Toutes les études pointent les mêmes constats : nous ne sommes pas égaux et ce, dans toutes les dimensions touchant à la santé. L’état de santé, l’hygiène de vie, l’accès aux soins, la participation aux programmes de prévention, le niveau de littératie en santé, et de manière générale, l’exposition aux déterminants de la santé. Tous ces éléments sont directement corrélés avec le niveau d’éducation et de revenus. Même dans une société relativement égalitaire comme la nôtre, les différences sont flagrantes quand on compare le groupe le plus favorisé avec le groupe le moins favorisé : 7,5 années d’espérance de vie séparent en effet ces deux populations, 18 années même quand on parle d’années de vie en bonne santé ! Sans surprise, les reports de soins pour raisons financières touchent 19% de la population du groupe le moins favorisé et 3% de l’autre.
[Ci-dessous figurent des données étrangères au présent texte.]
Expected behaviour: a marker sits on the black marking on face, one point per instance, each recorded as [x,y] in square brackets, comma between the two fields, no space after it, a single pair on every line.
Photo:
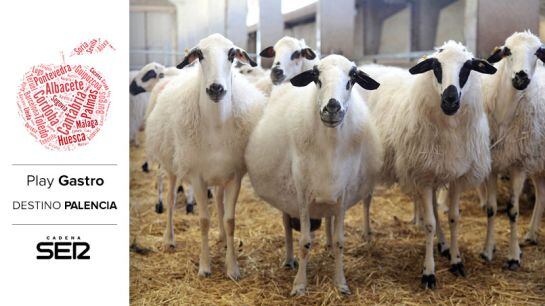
[464,73]
[305,77]
[231,54]
[149,75]
[363,79]
[135,89]
[498,54]
[427,65]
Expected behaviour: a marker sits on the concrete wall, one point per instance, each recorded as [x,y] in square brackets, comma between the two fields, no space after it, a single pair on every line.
[152,30]
[396,33]
[306,31]
[451,23]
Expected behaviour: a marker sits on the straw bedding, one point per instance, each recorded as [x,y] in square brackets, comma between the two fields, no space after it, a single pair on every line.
[385,270]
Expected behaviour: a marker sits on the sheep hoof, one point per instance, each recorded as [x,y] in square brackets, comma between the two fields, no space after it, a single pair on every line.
[343,289]
[189,208]
[204,272]
[291,264]
[530,241]
[180,189]
[444,252]
[512,264]
[428,281]
[485,257]
[159,207]
[458,269]
[298,290]
[235,274]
Par contre, l’OCDE a démontré dans une étude comparative* que, pour la Belgique, les inégalités d’accès aux soins ne concernaient pas la première ligne mais les soins spécialisés, dentaires et préventifs.

De quoi faire réfléchir ceux qui, dans certains milieux politiques ou mutualistes, martèlent qu’il faut absolument rendre la première ligne de soins gratuite... Ceci démontre une nouvelle fois qu’il faut être prudent et éviter de verser dans des solutions faciles. Les inégalités ne se résument pas à un problème de remboursement des soins. L’analyse des soins dentaires chez les moins de 18 ans, pourtant gratuits, indique qu’il faut mobiliser d’autres instruments politiques. La prévention, l’éducation, la vulgarisation sont les parents pauvres de notre système institutionnel morcelé. Mieux coordonnées autour d’objectifs de santé prioritaires, ces politiques pourraient contribuer plus activement à la réduction du fossé social. Un impératif qui, comme l’ont démontré de nombreux économistes, participe à la prospérité d’une nation au-delà de toute considération morale.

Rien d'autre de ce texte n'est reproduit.